Category Archives: Grains

I want it to be SUMMER salad!


OHHAYIMBACK. With a vengeance. Or vindiction, cos where the HELL is the British summer? I did not leave the Med for this.  It’s ridiculous cos June in London is at least warm, but it’s not even warm, I’m still wearing my parka. Everything I wanted to eat, like summery stuff, doesn’t really seem suitable.

I mean, come on.


This salad seems just as ridiculous. It’s looking at me like: Why did you make me? It’s not hot enough to have a refreshing salad.

But so what, I made it, I ate it, it was really good.

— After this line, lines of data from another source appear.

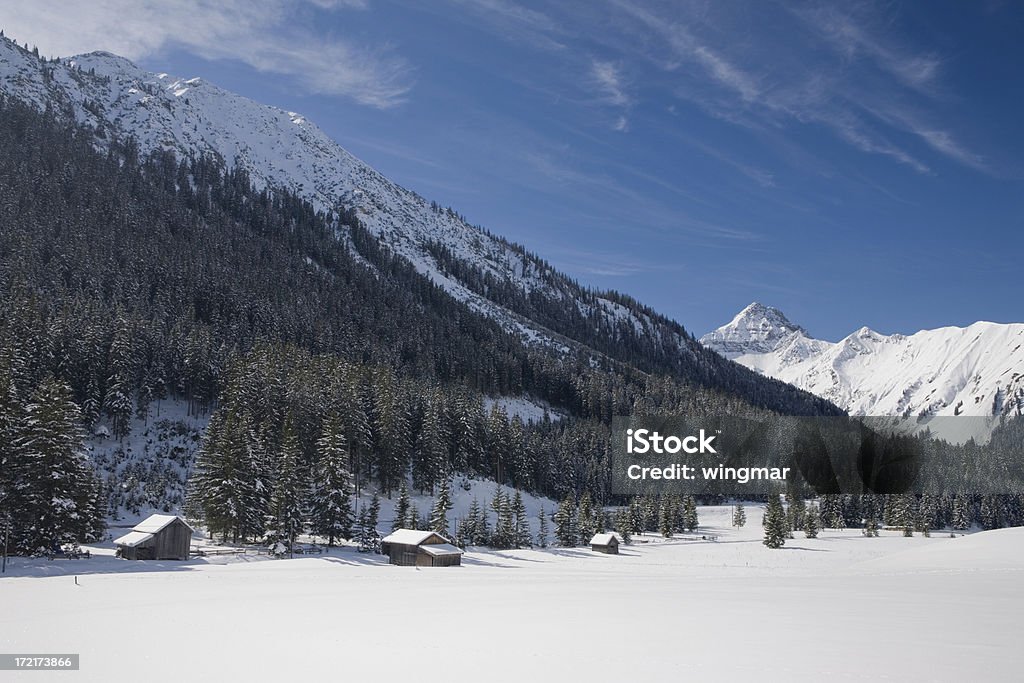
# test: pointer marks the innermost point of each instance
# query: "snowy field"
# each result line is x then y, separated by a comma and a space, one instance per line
839, 607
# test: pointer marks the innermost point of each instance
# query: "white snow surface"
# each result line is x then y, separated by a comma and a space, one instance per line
155, 523
132, 539
408, 537
976, 371
839, 607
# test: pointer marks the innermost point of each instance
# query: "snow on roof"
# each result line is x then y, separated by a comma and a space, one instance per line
156, 523
410, 537
133, 539
603, 540
439, 549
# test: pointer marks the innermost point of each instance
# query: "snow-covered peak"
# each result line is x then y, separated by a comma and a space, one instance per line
973, 371
757, 329
281, 148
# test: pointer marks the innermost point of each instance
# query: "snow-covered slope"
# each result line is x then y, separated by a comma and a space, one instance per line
972, 371
279, 148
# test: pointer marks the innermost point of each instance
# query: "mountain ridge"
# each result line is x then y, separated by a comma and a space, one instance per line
977, 370
284, 150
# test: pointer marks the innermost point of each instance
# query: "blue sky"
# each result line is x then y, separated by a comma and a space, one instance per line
849, 163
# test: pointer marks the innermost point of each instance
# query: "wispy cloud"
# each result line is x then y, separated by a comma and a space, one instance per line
515, 23
853, 38
271, 36
763, 81
607, 79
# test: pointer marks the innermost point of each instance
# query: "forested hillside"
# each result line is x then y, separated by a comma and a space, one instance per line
142, 278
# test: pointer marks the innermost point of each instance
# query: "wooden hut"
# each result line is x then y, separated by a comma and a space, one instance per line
409, 547
605, 543
157, 538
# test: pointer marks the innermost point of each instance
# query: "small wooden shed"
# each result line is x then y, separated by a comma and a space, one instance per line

My mum even thought it was good. She refused to eat it at first cos she has that ‘carbophobia’ mindset of the 80s, but then she took a taster at the end of the meal and she was like ‘OH THAT IS JUST DELICIOUS’. That showed her. 

Ingredients-Yield-2-3 Cups

-140g red rice

-60-80g couscous

-1 onion

-1 clove of garlice

-1 stick of celery

-1 carrot

-a small handful of chopped walnuts


-1 shot glass of walnut oil (or olive oil)

-1/2 shot glass of white wine vinegar

-juice of 1/2 a lemon

-1 tsp sugar

-1 tsp salt


-Cook the rice and couscous to package directions.

-Whilst the grains are cooking, chop your onion and garlic, then fry with some olive oil until super soft. Season. Add to a salad bowl.

-Chop the celery to small pieces, and grate your carrot. Add to the salad bowl with the cooked grains.

-To make your dressing, mix all the dressing ingredients together.

-Pour dressing over the salad and mix well. Done.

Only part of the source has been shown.